In the previous chapter Jesus says he is in the Father and the Father is in him and that if we trust and obey him we can do even greater things than he did. If you take that and combine it with the promises he makes here in chapter 15, and you really understand what Jesus is saying here, you cannot leave here the same person today.

Yes we are sinners, and the only difference between our lives and the life of Christ on earth, is that he never sinned. He was a human being filled with the Spirit of God just as we are, but he did nothing to stifle or grieve that Spirit because he was not born under the curse of Adam thanks to being conceived by the Holy Spirit, and his only purpose was to do the will of the Father.

The Bible tells us that he was equipped with nothing more than we are now as believers. The only difference was that he wanted nothing for himself. But do you understand that he knew we were sinners when he said these things to us, yet he still says we can have the same relationship with the Father that he has, because the Father sees us as He sees Jesus if we abide in him. That’s what Jesus did for us on the cross. God sees us as he sees Jesus.

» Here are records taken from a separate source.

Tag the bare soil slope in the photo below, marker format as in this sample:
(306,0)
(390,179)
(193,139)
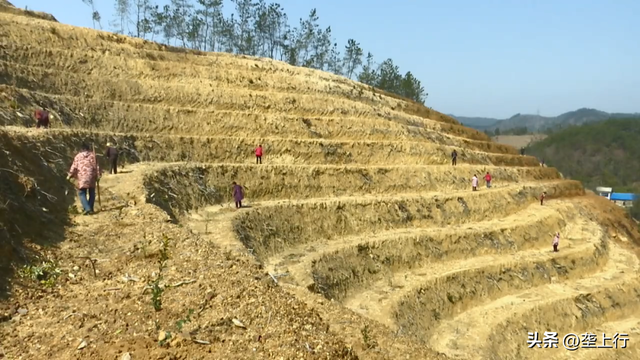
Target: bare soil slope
(357,239)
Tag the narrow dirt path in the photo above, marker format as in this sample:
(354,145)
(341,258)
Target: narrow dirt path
(379,300)
(468,332)
(297,261)
(17,129)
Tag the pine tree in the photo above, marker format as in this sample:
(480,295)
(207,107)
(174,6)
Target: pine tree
(368,75)
(352,57)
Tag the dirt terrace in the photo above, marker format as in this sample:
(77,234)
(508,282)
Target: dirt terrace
(358,238)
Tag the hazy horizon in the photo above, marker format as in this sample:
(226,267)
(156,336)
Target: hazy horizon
(488,59)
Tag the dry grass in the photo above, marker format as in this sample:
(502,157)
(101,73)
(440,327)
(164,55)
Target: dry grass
(444,297)
(201,92)
(345,271)
(182,188)
(356,198)
(171,148)
(272,230)
(582,313)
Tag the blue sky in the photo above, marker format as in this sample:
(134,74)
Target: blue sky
(486,58)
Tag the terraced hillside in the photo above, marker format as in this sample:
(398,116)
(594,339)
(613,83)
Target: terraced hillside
(358,238)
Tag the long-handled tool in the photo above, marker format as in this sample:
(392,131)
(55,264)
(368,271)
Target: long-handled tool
(98,175)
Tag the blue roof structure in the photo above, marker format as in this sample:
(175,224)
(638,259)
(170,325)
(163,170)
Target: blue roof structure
(623,196)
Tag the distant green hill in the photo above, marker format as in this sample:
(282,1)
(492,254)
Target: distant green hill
(605,153)
(537,123)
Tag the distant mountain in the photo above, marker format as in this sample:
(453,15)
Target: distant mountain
(537,123)
(605,153)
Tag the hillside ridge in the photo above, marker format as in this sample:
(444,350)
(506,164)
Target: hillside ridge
(358,237)
(538,123)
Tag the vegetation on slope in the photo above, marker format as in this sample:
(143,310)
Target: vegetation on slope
(257,28)
(600,154)
(520,124)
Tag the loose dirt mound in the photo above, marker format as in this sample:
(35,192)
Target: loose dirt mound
(357,238)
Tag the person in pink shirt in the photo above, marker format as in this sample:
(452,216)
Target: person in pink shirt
(86,170)
(259,154)
(487,178)
(238,194)
(556,242)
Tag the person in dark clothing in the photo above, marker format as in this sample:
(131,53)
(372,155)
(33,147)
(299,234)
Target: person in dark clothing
(238,195)
(112,155)
(42,119)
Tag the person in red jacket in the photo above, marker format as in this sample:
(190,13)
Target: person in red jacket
(542,197)
(487,178)
(259,154)
(42,119)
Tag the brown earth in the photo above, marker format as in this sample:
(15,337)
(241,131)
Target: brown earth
(357,240)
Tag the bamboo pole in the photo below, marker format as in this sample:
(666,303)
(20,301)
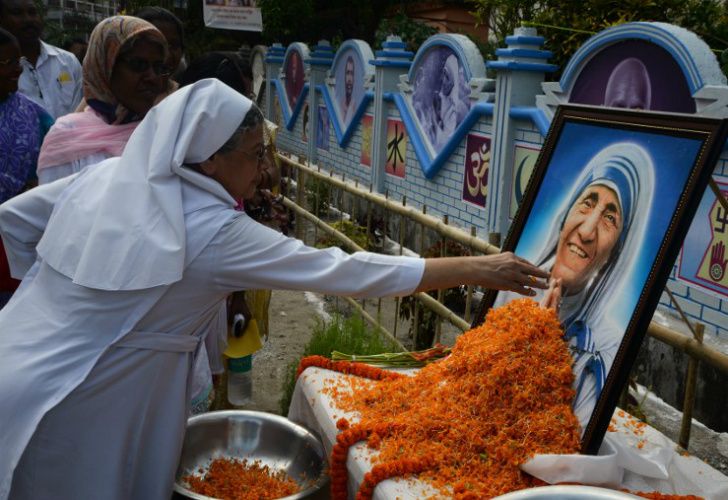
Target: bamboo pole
(375,323)
(428,301)
(661,333)
(692,347)
(412,213)
(691,379)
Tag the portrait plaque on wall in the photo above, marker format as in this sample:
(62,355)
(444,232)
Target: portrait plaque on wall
(605,211)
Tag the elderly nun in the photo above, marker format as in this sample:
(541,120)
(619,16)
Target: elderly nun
(123,266)
(591,249)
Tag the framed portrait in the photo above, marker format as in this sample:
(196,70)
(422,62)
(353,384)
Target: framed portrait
(349,77)
(294,74)
(441,95)
(606,209)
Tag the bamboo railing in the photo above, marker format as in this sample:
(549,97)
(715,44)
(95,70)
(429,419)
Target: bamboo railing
(692,347)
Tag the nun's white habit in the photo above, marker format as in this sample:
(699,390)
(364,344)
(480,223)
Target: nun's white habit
(133,258)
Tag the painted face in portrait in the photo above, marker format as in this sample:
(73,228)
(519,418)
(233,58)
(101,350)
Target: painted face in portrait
(349,79)
(589,234)
(629,86)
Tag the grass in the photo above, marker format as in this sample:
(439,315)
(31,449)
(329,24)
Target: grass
(350,335)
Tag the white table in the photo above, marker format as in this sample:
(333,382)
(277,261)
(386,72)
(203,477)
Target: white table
(654,466)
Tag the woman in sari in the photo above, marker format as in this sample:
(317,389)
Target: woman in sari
(23,124)
(125,265)
(124,75)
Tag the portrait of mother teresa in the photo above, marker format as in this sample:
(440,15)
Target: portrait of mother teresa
(592,245)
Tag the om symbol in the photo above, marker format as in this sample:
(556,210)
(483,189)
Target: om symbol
(476,177)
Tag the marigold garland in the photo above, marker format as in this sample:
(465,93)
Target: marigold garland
(234,479)
(465,423)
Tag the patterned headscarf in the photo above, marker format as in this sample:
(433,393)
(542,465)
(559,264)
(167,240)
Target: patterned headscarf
(104,46)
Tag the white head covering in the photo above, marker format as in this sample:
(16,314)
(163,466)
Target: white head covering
(627,169)
(121,226)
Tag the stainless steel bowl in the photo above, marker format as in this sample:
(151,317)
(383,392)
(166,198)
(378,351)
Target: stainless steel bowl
(273,440)
(567,492)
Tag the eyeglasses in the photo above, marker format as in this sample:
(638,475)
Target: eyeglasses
(140,66)
(259,155)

I don’t want to overdramatize this, but Jesus is saying that we can perform all the miracles he did, all the healings, have all the knowledge through the Holy Spirit, that he did. What do we have to do? Abide in him, stay in him, let him dwell in us, surrender completely to his will and His Word, because then everything we want is what He wants and he will give it to us. And today he told us how to abide in him, by obeying him, and letting his words abide in us, and we will continue to look at how to bear spiritual fruit throughout the summer.

Does that mean we can raise someone from the dead? Yes, I believe it does, but only if that is what the Father wants, and all the other conditions are met. Jesus certainly didn’t raise everyone who died, but when the Father said to do it, he was empowered to do it, and because he knew the Father’s will, he was completely confident that he would. And I trust the word of God so much that if God clearly told any one of us to go raise someone from the dead, we could by His power.

Now apart from the miracles, we are to bear spiritual fruit. He says that this is how we glorify the Father, not by singing, not even by our chosen works, but by bearing fruit, especially love which we will dig into next week, and thus proving to be his disciples. Chapter 15 ends with Jesus telling us that he said these things to keep us from falling away, especially when abiding in Him costs us.

I leave you today with two questions. Is abiding in Christ, loving him and loving others, the most important thing in your life far above all else? And second, if and when he asks you to do something that may cost you, are you prepared to say yes?